October 25, 2011 (Housing Market Monitor)

By Dean Baker

The first time buyers tax credit has left many new homeowners underwater.

The Case-Shiller 20-City index was virtually unchanged in August, rising by just 0.2 percent from its July level. Prices rose in 10 of the cities and declined in the other 10. Most of the changes in either direction were modest. The largest gain was a 1.6 percent gain in Washington, D.C., followed by 1.4 percent gains in both Chicago and Detroit. The largest price decline was a 2.4 percent drop in Atlanta followed by a 0.4 percent drop in Los Angeles.

Most of the cities showing strong price growth over the last few months have been in the Midwest. Prices in Cleveland rose at a 10.4 percent annual rate between May and August. Prices in Chicago and Minneapolis rose at a 29.1 percent and 29.3 percent rate, respectively, and prices in Detroit rose at a 55.9 percent rate over this period.

Most of this story seems to be a bounce back from overselling earlier in the year. Prices in Cleveland are down by 4.8 percent from their year-ago level, while prices in Chicago and Minneapolis are down by 5.8 percent and 8.5 percent, respectively.
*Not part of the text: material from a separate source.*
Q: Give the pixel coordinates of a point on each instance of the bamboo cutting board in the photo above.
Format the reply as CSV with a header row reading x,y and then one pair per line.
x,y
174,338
Prices in Detroit are up 2.7 percent from their year-ago level, but are still down by 26.4 percent from their 2000 level, so there is no issue here of a returning bubble.

The other cities showing large recent gains include Washington, D.C., which has seen a 17.4 percent rate of increase over the last three months; Boston with a 13.0 percent rate; Dallas with a 10.5 percent rate; and New York with a 10.2 percent rate. Only in D.C. are prices higher than their year-ago level -- and even in this case by just 0.3 percent. This is more likely a story of stabilizing prices rather than any sustained upturn.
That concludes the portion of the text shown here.